O ja, en als Tibet zich los wil wrikken van China vinden wij, Europeanen, dat dan een aanzet tot burgeroorlog? Wordt de Dalai Lama overal in Europa bejegend als een aanzetter tot haat en segregatie?
Of gaan we nog vérder: vinden wij, Europeanen, het wel oke dat in '50 de Chinezen Tibet binnen rollebolden om daar één van grootste lange-termijn etnische zuiveringen ooit te beginnen: prop er zoveel mogelijk chinezen in, dan is er binnen de kortste keren niets meer over van de tibetaanse identiteit.......
Maar ik zal verder niet lullig doen over details: 't is tenslotte wel een statenbond, dat China, nietwaar?

Niets over historische verschillen, niets over culturele enz enz.

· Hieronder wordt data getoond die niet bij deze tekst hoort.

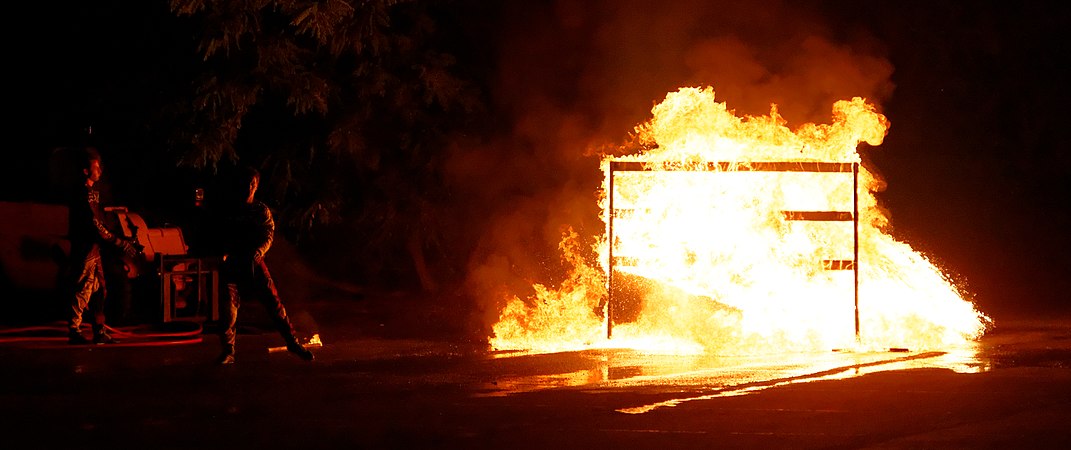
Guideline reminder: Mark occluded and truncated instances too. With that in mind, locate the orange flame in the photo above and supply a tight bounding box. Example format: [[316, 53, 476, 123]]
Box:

Ik kan je wel zeggen als het gaat om 't sfeertje van bovenstaand artikel; ik ken een heleboel mensen, maar niet één zou een oorlog tussen bv Duitsland en Nederland op dit moment ervaren als een burgeroorlog.

O, nog een gedachte: is een burgeroorlogen niet juist hét bewijs van disfunctioneren van de overheid door niet in staat te zijn de "boel bij mekaar te houden"? Komt een burgeroorlog niet juist voort uit de onderlagen van de bevolking? Vrijwel altijd op basis van (sub-)nationale, culturele verschillen?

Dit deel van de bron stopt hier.